The Department of Drama has Heads of Acting, Voice, Movement and Drama Studies. The Department of Technical Theatre has a Deputy Director and eight areas of study: Stage Management, Stage Craft & Technical Stage Management, Scenic Construction, Scene-Painting, Prop-making, Electrics & Lighting, Sound and Wardrobe.

The Department of Initial Studies comprises the Examinations Service and the Junior School.

3 Academic management

Academic overview is with the Academic Board; the Academic Board Standards Committee; Boards of Study for Music, Drama, Stage Management and Technical Theatre, Music Therapy, Composition and the two Executive Committees of the Examinations Service report to the Academic Board. Assessment Boards are convened for all courses leading to an approved award.

4 Course Tutors

Nineteen members of the teaching staff, from all departments, were appointed Course Tutors in 1997. They have a general liaison role between staff, students and administration, and various specific responsibilities across the School and within departments. The Course Tutor programme is an innovation which contributes to organisational flexibility and cohesion between the different parts of the Guildhall community. It is co-ordinated by the Head of Research and Development, reporting to the Directorate, while the individual Tutors work closely with their respective department heads and the Directors of Music, Drama and Technical Theatre.

5 Major committees: roles

i Music and Drama Committee

Role

The Music and Drama Committee is a Committee of the Corporation of London whose responsibilities include the Government of Guildhall School of Music & Drama.

ii Directorate

Role

Directorate is the executive committee for the School and meets fortnightly during term. It has responsibility to extend the vision of the School and to deal with the practicalities of management, including all financial and resources decisions.

Directorate committees

Finance and Personnel Committee; Physical Resources Committee with an Information Technology Sub-Committee; Research Committee; Development Committee; Guildhall Press.

Role

These committees have been established to assist the Directorate in particular areas of the School's work.

iii Academic Board

Role

The Academic Board meets termly to consider all reports from the School's Boards of Studies and related boards. It provides representation from interested parties within the School and from the professions and has the responsibility for maintaining and improving the educational quality of the School.

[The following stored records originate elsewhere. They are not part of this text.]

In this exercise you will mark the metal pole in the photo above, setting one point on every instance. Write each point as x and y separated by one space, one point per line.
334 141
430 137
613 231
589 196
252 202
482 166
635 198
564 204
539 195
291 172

iv Academic Board Standards Committee

Role

The Academic Board Standards Committee ensures high quality in all educational areas. The Committee meets monthly with additional meetings as needed.

v Boards of Studies

Role

These Boards exist for courses leading to a degree or a diploma. The Boards of Studies are responsible both to the Academic Board of the School and to the Senate of the appropriate external validating institution. Their terms of reference, procedures and conduct have been specifically drawn up in accordance with the validating institution's regulations.